The longest journey you and I will ever make is the eighteen inches between our head and heart. Automatic reactions such as impatience, judgment, frustration, and anger reside in your survival mind. When you live in that place too long, it keeps you safe from harm but blocks you from happiness. When you take the journey from your survival mind to your heart, something inside shifts and neutralizes your misery.

Are you up for the toughest challenge of all? It’s a tall order. Staying calm when things around you are falling apart isn’t easy but not impossible, either. A kind word diffuses a sour attitude. Calm in the face of hysteria has a soothing effect. Compliments reverse aspersions. Heartspeak allows you to act instead of react in upsetting situations.

Consider this: what if you could love everything that comes between you and your agenda—everything that disturbs the tranquility of your soul? What if you tried forgiving the shopper who unknowingly steps in front of you in line, the driver who cuts you off in traffic, the ingrown toenail, the itchy shirt, your party-hardy neighbor, the ringing phone, the air conditioner on the blink, the swimmer who splashes you during a belly dive, the roaring motorcycle, the offline computer, the crying baby on an airplane, the barking mutt next door, the mosquito bites up and down your legs, or the family member who fails, forgets, or makes a mistake?

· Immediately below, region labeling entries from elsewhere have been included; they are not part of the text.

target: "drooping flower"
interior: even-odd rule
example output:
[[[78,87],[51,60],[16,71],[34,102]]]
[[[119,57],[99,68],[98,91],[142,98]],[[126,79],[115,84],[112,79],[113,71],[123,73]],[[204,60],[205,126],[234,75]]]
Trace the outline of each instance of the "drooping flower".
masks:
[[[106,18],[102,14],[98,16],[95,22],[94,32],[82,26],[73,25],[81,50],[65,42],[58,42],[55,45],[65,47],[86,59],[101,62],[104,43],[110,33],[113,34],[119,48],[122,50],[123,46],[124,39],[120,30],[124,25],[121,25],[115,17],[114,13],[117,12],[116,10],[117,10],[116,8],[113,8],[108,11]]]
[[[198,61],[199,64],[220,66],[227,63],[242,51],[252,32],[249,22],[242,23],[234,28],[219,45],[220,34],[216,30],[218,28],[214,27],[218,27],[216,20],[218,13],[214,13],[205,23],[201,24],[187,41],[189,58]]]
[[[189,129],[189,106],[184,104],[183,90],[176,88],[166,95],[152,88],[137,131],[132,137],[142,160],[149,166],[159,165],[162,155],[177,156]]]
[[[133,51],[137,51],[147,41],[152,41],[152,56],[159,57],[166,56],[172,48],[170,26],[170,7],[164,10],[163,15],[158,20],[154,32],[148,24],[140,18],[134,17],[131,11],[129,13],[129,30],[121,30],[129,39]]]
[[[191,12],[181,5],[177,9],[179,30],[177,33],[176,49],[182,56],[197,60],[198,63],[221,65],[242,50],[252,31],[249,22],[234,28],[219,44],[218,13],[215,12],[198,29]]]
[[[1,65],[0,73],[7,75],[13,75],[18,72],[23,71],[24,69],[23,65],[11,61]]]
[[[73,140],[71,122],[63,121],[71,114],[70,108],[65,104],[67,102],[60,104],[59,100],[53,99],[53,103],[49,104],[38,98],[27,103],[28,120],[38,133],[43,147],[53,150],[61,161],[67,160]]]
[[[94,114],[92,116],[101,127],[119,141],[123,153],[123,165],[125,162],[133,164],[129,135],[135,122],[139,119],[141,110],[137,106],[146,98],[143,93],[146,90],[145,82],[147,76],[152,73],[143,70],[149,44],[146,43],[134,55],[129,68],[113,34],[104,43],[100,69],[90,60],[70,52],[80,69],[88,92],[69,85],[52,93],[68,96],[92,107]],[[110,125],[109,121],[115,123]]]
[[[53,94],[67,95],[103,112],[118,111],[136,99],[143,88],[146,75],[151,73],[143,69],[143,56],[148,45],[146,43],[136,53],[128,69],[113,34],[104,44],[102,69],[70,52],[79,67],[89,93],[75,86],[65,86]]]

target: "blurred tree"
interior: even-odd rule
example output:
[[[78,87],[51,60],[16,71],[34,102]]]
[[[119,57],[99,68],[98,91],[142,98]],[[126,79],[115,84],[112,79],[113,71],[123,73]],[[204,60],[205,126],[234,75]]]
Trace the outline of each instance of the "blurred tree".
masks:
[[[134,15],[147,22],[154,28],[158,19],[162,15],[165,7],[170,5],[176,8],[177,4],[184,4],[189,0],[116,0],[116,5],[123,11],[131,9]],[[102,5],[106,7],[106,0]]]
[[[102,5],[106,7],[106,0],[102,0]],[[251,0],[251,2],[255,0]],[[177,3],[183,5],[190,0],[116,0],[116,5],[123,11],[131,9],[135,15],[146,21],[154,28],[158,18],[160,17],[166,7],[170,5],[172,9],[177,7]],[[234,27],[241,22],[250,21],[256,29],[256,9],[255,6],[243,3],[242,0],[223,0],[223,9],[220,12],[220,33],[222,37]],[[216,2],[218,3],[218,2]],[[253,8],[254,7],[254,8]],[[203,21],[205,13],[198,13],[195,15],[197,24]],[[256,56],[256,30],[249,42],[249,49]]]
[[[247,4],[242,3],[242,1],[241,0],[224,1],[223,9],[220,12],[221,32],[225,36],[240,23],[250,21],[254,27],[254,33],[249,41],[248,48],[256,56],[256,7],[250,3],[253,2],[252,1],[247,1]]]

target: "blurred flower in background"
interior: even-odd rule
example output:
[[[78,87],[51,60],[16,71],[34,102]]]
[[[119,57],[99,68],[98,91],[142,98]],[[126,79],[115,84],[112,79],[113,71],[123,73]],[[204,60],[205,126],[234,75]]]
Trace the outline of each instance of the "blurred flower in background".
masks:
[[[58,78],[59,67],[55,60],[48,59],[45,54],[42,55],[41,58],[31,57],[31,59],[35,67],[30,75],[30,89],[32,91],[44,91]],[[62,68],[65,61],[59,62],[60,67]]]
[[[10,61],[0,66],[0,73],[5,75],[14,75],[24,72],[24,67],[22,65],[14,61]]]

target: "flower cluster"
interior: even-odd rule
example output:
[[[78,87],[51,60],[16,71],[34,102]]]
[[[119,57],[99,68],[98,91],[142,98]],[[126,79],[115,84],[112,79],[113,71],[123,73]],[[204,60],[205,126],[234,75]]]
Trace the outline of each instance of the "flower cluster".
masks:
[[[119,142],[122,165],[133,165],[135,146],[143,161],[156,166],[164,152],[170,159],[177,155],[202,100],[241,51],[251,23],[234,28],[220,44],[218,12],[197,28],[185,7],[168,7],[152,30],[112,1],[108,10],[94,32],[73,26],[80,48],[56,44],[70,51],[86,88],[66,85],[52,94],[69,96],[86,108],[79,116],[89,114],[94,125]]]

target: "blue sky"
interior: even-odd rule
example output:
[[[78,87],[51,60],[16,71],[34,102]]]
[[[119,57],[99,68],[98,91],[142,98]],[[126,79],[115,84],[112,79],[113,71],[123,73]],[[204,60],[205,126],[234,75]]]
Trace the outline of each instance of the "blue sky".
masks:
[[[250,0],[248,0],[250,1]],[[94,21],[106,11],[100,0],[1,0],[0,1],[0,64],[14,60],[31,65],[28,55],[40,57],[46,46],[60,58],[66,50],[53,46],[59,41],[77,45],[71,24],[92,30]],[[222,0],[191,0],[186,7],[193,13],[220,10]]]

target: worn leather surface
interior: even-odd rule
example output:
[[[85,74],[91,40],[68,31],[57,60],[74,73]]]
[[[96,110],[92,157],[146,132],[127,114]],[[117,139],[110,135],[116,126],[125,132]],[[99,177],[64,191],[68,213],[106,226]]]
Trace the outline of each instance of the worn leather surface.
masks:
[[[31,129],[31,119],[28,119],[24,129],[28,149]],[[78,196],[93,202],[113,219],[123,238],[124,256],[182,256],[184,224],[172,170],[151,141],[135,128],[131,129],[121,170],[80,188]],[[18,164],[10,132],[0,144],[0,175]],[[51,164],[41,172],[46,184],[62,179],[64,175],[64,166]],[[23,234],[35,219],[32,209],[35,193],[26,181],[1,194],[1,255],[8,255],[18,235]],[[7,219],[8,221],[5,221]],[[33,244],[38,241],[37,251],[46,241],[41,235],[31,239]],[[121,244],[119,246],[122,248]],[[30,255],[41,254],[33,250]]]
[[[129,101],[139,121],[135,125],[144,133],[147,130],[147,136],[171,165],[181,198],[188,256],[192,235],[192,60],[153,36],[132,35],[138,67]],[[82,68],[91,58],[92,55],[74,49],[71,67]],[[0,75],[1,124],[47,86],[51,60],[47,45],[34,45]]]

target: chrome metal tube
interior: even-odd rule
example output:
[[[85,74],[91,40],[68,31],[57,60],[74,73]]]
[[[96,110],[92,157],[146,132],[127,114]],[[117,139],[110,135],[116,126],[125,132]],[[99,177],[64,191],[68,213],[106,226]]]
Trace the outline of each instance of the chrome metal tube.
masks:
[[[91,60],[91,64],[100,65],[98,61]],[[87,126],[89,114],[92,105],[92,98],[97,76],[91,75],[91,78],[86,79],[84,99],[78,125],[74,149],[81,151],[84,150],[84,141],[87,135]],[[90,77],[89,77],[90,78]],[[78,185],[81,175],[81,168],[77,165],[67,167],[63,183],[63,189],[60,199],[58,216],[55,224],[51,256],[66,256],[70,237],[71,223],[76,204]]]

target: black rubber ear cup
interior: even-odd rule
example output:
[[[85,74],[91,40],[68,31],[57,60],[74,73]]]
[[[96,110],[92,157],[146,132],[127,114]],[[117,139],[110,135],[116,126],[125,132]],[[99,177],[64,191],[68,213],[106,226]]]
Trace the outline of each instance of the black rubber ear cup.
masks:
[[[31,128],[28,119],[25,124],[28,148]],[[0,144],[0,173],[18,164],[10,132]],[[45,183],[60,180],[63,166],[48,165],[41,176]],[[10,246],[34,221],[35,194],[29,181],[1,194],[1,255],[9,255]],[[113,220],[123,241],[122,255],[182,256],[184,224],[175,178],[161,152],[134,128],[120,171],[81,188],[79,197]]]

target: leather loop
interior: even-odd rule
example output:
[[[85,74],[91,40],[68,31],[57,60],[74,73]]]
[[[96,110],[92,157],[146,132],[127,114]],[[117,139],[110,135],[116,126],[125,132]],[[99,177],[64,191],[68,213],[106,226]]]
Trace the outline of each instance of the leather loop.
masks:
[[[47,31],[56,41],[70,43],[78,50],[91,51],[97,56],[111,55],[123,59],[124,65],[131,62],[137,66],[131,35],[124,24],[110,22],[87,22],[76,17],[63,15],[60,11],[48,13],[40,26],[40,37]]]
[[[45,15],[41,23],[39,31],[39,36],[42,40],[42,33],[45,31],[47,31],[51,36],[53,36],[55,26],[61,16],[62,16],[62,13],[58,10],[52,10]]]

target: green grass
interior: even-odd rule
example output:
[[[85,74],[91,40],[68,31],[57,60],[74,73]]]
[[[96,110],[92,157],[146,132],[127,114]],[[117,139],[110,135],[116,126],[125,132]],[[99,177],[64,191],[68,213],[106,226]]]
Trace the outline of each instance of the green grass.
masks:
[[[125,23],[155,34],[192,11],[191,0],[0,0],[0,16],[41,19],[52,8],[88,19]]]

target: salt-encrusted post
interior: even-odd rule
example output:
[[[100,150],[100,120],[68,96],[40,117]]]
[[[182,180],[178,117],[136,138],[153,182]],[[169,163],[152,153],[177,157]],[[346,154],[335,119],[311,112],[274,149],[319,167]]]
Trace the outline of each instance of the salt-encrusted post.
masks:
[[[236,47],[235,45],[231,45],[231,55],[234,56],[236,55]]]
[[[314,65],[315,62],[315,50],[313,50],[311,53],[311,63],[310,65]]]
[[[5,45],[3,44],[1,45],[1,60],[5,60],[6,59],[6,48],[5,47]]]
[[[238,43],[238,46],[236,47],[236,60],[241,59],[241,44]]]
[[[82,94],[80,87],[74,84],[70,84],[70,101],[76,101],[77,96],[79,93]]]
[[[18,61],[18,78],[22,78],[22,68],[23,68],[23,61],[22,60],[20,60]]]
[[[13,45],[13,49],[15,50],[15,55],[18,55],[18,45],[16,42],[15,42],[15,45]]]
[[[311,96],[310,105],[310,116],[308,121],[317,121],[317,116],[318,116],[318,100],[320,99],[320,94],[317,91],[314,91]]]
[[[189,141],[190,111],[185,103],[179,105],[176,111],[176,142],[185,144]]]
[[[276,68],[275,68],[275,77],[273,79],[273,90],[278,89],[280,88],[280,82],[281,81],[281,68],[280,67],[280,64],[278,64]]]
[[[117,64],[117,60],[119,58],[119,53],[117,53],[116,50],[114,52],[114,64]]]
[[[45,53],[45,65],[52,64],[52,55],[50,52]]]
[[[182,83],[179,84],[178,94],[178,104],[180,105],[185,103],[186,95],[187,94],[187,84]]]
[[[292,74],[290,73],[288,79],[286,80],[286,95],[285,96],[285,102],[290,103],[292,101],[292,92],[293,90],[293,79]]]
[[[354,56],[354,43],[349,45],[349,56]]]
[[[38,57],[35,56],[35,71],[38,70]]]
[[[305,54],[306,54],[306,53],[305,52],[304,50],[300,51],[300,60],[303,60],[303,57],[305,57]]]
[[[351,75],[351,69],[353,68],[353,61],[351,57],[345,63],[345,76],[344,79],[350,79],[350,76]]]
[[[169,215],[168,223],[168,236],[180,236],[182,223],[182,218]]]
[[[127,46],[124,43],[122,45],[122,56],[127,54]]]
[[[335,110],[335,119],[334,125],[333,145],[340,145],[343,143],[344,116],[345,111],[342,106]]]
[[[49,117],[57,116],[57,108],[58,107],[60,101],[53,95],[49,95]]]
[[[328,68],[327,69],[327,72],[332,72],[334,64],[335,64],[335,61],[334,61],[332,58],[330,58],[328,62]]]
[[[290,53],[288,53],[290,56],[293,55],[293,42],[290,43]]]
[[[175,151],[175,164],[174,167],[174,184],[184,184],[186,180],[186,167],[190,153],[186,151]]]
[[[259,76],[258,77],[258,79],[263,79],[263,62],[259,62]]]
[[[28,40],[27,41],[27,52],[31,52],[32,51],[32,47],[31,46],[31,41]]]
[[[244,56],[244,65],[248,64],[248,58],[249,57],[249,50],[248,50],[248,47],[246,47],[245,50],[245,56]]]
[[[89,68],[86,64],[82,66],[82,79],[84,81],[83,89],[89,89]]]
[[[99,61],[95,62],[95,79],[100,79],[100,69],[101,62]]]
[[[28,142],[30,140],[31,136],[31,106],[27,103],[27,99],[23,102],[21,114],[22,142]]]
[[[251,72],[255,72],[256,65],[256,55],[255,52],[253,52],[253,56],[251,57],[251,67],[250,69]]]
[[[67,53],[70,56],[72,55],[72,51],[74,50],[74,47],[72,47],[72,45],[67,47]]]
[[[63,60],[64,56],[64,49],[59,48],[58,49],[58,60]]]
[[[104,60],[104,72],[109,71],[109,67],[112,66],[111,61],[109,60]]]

One way to do your part to make the world a better place is to consider that a piece of you resides in every person you meet. Every person on the planet who makes you miserable or causes you to react, is like you—a human being, most likely doing the best they can, deeply loved by their parents, a child, or a friend. And how many times have you accidentally stepped in front of someone in line? Cut someone off in traffic? Splashed someone in a pool? Interrupted or disturbed someone? Made a mistake, failed at something, or forgot? Bumped into someone in a crowd? Snapped at somebody? Freaked out over a missed plane or a broken pipe?

We’re all flawed human beings, but softness (acting) contains more strength and power than hardness (reacting). As you begin the New Year, I challenge you to set the compass of your heart by taking one day to experiment with loving everything and everyone (including yourself) that makes you want to flip your lid. Put yourself in the other person’s place and ask, “Could I have done that?” Then watch what happens inside, how forgiving you feel toward yourself and others, and how much happier you are at the end of the day. The secret to managing your knee-jerk reactions is learning to act instead of react—no matter how difficult the circumstances—by loving everything that gets in your way.